Saturday, 26 November 2011

look who's talking NOW - by Theo

"All gone! Finished! NOW."
"Mama viene. NOW."
"Mas leche. NOW."
"Carry cuddle! NOW."
"Daddy up! NOW."
"Mas pan! NOW."

Rosie is rather imperative. It's unsurprising as regardless of the language most of the sentences we model for her are imperatives - "come here", "pon lo aqui", "hold my hand". So naturally as she begins to string sentences together from individual words, they are often orders, made with a sense of impatience and awareness that others may not have the same priorities that she clearly gets from her father.
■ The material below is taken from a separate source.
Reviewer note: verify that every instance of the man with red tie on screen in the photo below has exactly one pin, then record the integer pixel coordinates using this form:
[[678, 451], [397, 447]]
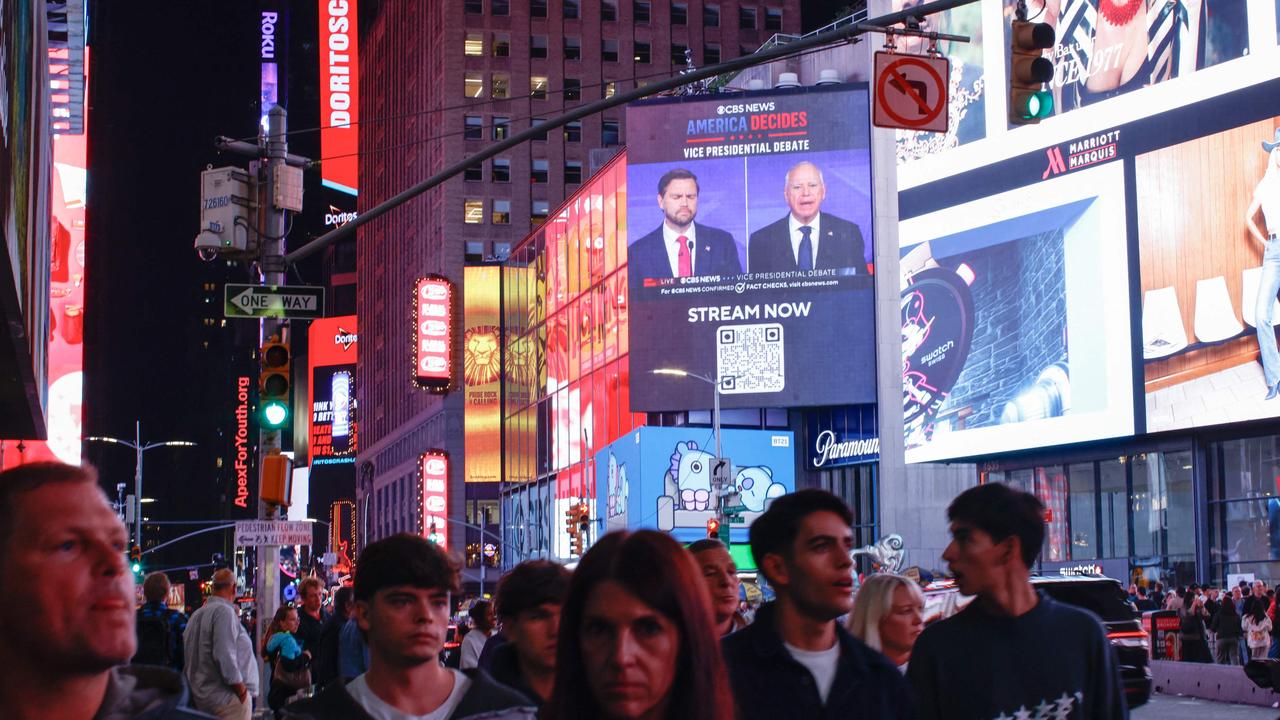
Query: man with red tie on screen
[[680, 247]]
She does descriptions as well, often related to clothing ("slippers off", "lleva gafas", "Rosie tired/cansada") and even has a few anecdotes that, with prompting from Kate, she can recount. One goes like this:

Kate: Rudy (a fellow toddler) tried to cuddle you.
Rosie: Mummy say "No kick!"

It's all astoundingly endearing (she had the museum attendant enraptured by her ability to say "cardie on" at the M Shed) and totally fascinating the way Rosie is acquiring and structuring language. Naturally her English is far more developed than her Spanish; though I suspect this is in part due to the fact she is trying to use verb phrases which is far easier in English ("he/she" form aside, the present tense and imperative are the same) than in Spanish, with its multiple endings and irregularities. For example she has been experimenting with the verb "ser" (to be): sometimes she gets it right by saying (to Kate) "es Papa!" ("it's Dad!"). But when she tells me "soy Papa", that's the wrong form - it's what I would say to her: Rosie needs to say "eres Papa". OK, the English version of this (am/are/is) wouldn't be much easier, but most English verbs don't change so dramatically.